I studied the mechanism of postischemic neuronal degeneration in the hippocampus by an electrophysiological method.
Sequential changes of field potentials evoked by perforant path stimulation in the dentate gyrus and the CA1 region of the hippocampus were evaluated in spontaneously hypertensive rats up to 7 days after transient global ischemia induced by bilateral occlusion of the carotid arteries for 20 minutes after electrocauterization of the vertebral arteries. Animals were treated with vehicle or the excitotoxin antagonist (+)-5-methyl-10,11-dihydro-5H-dibenzo[a,d]cyclohepten-5,10 amine (MK-801, 2 mg/kg or 5 mg/kg) intraperitoneally 30 minutes before ischemia.

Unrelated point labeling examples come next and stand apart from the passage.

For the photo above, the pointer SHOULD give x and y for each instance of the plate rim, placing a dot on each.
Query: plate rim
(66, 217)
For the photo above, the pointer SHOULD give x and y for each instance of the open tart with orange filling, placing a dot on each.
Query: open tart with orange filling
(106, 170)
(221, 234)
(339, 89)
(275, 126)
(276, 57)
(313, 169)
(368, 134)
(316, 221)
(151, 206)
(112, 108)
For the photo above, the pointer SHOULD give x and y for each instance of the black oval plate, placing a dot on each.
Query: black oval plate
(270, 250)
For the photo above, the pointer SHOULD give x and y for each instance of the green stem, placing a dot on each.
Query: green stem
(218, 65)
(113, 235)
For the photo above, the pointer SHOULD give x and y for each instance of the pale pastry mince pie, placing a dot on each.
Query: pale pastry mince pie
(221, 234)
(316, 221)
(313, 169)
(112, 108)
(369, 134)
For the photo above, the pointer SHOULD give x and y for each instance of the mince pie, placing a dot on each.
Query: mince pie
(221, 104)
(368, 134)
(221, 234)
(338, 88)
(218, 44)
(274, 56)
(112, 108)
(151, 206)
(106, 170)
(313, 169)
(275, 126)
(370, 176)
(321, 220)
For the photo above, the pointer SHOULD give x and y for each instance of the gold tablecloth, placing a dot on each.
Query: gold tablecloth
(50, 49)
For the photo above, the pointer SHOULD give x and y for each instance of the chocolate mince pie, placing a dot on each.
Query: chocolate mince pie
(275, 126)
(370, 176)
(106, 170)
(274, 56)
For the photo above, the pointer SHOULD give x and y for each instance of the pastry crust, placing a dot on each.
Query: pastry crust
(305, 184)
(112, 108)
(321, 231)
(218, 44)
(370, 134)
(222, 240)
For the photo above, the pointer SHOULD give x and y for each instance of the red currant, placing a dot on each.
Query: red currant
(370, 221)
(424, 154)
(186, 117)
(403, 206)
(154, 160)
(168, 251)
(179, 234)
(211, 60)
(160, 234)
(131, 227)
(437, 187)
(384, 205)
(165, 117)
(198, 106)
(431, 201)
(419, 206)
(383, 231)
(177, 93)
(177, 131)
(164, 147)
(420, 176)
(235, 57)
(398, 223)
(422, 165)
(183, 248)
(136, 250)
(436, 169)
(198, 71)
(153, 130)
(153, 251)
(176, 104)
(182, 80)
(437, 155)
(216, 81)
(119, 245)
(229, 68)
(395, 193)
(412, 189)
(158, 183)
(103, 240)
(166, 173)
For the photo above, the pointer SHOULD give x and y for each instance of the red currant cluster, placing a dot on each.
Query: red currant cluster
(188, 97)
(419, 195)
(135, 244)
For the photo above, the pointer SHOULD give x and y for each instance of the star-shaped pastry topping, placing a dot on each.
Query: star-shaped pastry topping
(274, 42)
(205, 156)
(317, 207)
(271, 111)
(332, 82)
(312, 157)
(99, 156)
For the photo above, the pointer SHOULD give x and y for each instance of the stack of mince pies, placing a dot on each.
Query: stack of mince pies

Complete recovery of the population spike was observed in the dentate gyrus within 24 hours after recirculation, followed by a gradual reduction of population spike amplitude. In contrast, population spike in the CA1 region showed partial recovery 24 hours after recirculation, and an abrupt reduction of population spike amplitude occurred on day 2. There was no significant enhancement of population spike amplitude in either region throughout the experiment. Interneuronal recurrent inhibition in the dentate gyrus was enhanced on day 4, and ischemic changes were apparent in the CA1 pyramidal cells on day 7. Pretreatment with 5 mg/kg MK-801 prevented field potential and pathological changes completely in the dentate gyrus and partially in the CA1 region.
My results indicate that pathological changes of the CA1 pyramidal neurons after transient ischemia may not be the result of postischemic overstimulation. However, neuronal transmission in the CA1 region may be persistently impaired during or after transient ischemia.